Между тем шел отсчет последних недель битвы за Сталинград. Мы не слышали по радио выступление Гитлера, зато прослушали речь Геринга во дворце спорта, который заверил, что привел в полную готовность всех служащих люфтваффе. После этих слов Геринг сделал паузу, видимо ожидая аплодисментов, но так и не дождался. В воздухе повисла гнетущая тишина.
На третий вечер пришла телефонограмма о том, что нас направляют в такую-то дивизию в Сталинград. Я напился, а Гиллес поехал к родителям. Когда стало известно о нашем назначении, отношение к нам в офицерском казино кардинально переменилось. Все вокруг стали говорить о страшных событиях, которые нам предстояло пережить, и мы вдруг стали героями. Полковник даже послал нам бутылку вина.
Около 12 часов я, пошатываясь от совершенных возлияний, попытался открыть дверь нашей комнаты, но ошибся и неожиданно увидел перед собой старого знакомого. За столом, вытянув вперед негнущуюся ногу, сидел обер-лейтенант Цанглер, мой бывший командир роты, с которым мы вместе начинали поход против России. В руке он держал почти полный стакан шнапса, а на столе стояла бутылка.
Цанглер тоже сразу же узнал меня и, уставившись на мои новенькие погоны, протяжно произнес:
– Вы?
Я извинился за непрошеное вторжение. Он встал, доковылял до двери, закрыл ее и пожал мне руку. Усадив меня на стул, налил до краев стакан со шнапсом и протянул его мне. В глаза бросилось его одутловатое лицо с всклокоченными волосами, и я, выпив залпом стакан, сказал:
– Меня завтра направляют в Сталинград.
– Я калека, – начал Цанглер, усаживаясь на край кровати. – Вот моя искусственная нога. Бог мой! Вы же помните, каким крепким парнем я был?

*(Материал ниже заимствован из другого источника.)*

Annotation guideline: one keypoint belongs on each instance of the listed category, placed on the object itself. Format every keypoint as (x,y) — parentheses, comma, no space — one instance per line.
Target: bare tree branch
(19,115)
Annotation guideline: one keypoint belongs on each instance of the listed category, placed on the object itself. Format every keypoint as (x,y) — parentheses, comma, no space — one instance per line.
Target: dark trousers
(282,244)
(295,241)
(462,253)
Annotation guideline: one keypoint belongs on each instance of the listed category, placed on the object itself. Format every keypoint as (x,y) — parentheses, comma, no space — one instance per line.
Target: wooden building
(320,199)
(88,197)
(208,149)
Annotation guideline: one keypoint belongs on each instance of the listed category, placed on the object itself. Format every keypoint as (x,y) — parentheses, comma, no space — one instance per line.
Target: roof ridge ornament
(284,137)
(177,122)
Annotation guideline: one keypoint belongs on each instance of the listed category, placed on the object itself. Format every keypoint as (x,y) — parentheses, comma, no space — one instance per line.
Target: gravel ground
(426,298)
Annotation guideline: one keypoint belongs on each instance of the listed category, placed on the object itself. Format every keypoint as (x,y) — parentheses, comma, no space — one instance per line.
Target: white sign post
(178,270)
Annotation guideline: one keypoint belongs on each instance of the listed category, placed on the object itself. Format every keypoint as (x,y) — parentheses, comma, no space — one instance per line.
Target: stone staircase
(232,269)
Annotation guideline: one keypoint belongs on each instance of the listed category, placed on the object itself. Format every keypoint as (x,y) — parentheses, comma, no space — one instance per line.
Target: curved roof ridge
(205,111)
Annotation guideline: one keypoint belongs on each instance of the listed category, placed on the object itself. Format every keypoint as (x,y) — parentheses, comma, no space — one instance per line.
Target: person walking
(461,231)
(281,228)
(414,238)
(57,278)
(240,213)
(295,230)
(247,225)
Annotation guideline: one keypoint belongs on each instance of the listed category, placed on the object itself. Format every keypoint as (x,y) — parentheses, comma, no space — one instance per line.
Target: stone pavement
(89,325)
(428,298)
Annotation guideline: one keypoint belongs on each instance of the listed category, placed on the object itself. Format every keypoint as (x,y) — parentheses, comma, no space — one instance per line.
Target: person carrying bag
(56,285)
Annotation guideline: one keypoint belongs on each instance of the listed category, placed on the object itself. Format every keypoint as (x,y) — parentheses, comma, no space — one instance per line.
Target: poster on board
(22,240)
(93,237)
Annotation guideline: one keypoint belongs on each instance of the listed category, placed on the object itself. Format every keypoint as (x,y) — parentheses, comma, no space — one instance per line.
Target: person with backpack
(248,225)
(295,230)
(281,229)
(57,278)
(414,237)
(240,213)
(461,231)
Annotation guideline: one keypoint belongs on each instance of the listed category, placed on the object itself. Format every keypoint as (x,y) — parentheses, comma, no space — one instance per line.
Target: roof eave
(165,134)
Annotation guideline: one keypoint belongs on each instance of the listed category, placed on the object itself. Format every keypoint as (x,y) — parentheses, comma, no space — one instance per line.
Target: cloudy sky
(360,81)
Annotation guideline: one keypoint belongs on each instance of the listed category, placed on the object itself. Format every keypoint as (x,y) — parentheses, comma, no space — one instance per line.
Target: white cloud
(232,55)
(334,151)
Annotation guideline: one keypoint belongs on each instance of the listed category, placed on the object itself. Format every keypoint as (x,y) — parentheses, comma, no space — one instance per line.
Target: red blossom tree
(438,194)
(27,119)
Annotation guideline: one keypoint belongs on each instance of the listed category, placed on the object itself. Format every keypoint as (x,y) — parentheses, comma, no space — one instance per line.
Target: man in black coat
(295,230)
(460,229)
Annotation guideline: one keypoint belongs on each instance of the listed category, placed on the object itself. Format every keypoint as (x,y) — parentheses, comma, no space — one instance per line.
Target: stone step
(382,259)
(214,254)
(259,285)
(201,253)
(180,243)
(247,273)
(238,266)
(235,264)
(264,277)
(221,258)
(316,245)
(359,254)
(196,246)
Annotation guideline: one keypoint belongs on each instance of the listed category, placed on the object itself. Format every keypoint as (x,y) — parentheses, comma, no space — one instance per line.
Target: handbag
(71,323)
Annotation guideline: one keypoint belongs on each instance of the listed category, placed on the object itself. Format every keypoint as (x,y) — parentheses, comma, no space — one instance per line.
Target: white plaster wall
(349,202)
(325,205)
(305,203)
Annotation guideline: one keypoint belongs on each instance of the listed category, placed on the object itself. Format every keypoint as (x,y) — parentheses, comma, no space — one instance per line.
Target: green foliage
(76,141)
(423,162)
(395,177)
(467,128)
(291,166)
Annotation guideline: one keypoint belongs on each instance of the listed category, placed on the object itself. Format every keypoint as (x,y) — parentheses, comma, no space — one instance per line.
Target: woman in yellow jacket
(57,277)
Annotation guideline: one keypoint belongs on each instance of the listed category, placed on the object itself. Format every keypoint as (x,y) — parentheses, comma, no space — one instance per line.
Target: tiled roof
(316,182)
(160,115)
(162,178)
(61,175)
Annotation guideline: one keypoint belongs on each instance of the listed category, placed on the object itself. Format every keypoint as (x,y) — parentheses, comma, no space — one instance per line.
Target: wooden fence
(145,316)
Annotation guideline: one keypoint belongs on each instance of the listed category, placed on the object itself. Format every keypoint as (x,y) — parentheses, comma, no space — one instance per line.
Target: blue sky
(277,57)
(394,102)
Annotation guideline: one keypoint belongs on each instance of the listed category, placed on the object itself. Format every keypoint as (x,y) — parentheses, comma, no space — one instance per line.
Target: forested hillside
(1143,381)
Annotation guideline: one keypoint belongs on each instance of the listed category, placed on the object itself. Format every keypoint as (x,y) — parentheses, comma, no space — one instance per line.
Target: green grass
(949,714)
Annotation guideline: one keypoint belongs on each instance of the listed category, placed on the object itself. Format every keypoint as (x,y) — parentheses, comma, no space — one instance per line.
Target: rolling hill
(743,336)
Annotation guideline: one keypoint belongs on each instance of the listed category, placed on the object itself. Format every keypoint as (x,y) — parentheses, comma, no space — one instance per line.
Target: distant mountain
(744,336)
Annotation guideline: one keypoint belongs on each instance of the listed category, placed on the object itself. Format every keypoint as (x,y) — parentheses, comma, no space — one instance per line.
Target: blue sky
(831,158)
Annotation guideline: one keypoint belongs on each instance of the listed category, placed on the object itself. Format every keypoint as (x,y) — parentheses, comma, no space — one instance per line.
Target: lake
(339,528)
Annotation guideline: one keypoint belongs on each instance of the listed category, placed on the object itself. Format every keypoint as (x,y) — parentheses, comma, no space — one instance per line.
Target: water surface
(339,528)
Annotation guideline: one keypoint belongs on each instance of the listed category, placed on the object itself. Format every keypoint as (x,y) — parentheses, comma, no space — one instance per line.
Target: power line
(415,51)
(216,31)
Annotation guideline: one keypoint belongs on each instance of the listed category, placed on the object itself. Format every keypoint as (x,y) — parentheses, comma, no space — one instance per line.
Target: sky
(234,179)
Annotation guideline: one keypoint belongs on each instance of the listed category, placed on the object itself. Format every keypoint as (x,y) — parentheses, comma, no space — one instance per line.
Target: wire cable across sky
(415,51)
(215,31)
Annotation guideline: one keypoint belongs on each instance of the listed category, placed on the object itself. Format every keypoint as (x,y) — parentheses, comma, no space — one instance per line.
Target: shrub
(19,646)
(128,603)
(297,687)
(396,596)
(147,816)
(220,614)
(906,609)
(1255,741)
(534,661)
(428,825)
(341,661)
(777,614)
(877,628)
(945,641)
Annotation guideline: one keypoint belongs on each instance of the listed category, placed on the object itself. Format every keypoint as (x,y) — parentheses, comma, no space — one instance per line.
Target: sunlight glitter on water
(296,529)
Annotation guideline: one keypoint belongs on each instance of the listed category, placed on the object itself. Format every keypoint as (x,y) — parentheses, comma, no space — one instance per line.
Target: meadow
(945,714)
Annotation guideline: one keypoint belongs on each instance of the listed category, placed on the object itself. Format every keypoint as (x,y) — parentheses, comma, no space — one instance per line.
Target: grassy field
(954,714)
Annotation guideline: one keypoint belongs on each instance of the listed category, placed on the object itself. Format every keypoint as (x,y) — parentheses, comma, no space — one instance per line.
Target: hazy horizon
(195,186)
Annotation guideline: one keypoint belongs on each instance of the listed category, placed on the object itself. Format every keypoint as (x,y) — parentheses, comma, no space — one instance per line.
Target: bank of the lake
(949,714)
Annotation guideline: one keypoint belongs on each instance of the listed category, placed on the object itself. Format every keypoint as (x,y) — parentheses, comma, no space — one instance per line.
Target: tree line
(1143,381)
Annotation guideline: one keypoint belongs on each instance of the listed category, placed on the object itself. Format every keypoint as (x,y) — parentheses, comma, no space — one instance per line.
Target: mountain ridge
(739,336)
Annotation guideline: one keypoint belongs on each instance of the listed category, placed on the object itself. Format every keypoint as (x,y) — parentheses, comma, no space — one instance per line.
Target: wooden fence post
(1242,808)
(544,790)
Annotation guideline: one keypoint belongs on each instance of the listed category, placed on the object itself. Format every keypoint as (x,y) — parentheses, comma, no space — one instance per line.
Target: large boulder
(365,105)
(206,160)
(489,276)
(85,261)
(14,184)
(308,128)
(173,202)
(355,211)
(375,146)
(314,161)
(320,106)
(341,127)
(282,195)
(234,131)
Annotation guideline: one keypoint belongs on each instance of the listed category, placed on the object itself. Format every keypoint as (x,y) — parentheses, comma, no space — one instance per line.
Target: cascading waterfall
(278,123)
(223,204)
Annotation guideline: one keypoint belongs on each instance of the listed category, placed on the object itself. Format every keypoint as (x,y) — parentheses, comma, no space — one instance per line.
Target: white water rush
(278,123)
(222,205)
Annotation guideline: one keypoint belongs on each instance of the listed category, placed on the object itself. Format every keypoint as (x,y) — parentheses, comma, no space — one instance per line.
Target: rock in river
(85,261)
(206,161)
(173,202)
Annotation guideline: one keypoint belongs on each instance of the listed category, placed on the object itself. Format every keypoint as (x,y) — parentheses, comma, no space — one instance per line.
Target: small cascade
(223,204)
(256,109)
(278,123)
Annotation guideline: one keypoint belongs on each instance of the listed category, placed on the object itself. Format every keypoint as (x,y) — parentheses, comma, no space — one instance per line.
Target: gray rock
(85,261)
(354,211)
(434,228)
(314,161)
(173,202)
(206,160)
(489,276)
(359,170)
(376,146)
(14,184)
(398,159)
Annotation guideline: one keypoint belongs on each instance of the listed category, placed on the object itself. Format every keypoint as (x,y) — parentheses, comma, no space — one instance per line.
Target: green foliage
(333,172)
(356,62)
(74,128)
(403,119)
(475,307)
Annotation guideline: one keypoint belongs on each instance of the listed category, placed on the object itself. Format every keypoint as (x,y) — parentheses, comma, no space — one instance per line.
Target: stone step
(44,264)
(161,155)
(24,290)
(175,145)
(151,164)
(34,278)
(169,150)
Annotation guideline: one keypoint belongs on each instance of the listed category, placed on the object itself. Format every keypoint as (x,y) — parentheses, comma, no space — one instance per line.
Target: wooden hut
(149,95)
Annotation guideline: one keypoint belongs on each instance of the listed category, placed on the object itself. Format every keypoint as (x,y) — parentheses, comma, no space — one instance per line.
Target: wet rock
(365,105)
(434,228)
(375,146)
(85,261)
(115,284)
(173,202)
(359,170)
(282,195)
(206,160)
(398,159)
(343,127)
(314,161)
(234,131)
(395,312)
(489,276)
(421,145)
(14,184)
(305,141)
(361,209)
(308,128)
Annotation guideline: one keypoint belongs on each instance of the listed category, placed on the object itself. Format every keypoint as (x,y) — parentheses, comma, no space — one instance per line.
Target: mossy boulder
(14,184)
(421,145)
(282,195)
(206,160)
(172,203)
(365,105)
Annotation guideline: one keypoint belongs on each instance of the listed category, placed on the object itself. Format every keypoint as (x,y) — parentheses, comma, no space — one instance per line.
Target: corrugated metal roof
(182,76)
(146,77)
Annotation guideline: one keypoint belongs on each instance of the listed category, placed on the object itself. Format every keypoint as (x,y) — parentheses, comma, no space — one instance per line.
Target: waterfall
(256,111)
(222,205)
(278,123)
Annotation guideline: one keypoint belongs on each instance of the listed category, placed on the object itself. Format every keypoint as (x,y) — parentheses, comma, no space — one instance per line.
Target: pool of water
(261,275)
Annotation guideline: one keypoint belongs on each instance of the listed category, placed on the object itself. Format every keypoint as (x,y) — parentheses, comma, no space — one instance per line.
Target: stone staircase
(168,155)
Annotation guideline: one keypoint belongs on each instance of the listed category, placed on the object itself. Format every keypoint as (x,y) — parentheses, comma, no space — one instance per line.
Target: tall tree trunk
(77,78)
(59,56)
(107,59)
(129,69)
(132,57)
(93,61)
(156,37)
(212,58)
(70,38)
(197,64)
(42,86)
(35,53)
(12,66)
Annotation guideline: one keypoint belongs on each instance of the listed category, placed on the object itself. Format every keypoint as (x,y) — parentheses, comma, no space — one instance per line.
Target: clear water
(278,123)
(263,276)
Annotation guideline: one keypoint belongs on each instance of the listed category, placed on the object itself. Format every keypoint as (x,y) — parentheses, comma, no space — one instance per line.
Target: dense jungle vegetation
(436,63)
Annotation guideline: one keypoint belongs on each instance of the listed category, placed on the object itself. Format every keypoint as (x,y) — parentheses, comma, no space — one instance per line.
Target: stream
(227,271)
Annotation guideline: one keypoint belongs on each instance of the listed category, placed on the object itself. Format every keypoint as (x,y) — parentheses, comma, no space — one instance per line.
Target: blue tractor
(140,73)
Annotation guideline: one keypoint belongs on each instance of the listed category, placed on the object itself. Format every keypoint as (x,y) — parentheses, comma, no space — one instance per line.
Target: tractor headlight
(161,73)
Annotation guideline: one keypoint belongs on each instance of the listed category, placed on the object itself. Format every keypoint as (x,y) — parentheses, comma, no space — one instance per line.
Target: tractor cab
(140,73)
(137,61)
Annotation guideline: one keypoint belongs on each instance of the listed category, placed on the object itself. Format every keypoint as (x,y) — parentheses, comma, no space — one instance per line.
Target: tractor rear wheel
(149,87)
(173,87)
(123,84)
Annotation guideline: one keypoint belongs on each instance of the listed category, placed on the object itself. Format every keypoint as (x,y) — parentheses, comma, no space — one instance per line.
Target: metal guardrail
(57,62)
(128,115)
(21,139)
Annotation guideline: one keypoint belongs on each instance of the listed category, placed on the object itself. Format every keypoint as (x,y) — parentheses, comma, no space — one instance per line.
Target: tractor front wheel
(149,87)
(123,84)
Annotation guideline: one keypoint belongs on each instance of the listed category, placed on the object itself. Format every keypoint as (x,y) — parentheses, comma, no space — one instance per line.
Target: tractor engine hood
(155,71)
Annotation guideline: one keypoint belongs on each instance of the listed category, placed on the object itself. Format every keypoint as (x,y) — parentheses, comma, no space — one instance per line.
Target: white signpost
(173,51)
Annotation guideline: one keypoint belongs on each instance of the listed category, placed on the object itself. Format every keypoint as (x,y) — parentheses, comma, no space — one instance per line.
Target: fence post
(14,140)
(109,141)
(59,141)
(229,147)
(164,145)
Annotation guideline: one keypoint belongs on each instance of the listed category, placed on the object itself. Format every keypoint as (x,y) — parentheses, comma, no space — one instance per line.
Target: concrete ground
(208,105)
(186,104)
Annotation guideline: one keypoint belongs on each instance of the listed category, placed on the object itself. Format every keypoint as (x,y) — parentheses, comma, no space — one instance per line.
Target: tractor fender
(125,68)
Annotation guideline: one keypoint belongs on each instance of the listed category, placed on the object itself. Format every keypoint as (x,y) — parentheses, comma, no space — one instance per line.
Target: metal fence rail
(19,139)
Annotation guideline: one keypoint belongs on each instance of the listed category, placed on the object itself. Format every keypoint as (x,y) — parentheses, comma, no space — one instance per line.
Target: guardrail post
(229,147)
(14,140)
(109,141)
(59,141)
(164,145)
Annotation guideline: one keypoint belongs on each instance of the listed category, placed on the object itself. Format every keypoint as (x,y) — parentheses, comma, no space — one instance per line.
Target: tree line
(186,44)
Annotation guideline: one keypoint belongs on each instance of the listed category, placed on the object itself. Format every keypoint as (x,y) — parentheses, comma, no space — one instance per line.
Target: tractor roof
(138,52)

Перед моим мысленным взором возникла картина, как он зимой в Польше в 20-градусный мороз в течение 45 минут без шинели и перчаток вертелся на одном месте в центре манежа, следя за лошадьми и отдавая нам команды.
– Давайте выпьем, – предложил он. – Знали бы вы, что мне здесь приходится переживать.
Мы снова выпили, и Цанглер с горечью в голосе продолжил:
– Тут много кадровых офицеров, которые ни разу не были на передовой. Они подозрительно встречают каждого новенького, нет ли у того в мыслях подвинуть их. Но стоит новенькому получить назначение на фронт, как они облегченно вздыхают, а бедолага сразу же становится отличным парнем. Ох уж эти…
Цанглер выругался так крепко, что привести здесь его слова не представляется возможным.
– А на груди у них красуются великолепные знаки отличия, – поддержал я бывшего ротного.
– Знаете, среди них есть такие пройдохи! Пошли их голыми прогуляться из Брюнна до Вены, они и в этом случае умудрятся вернуться с орденом на груди.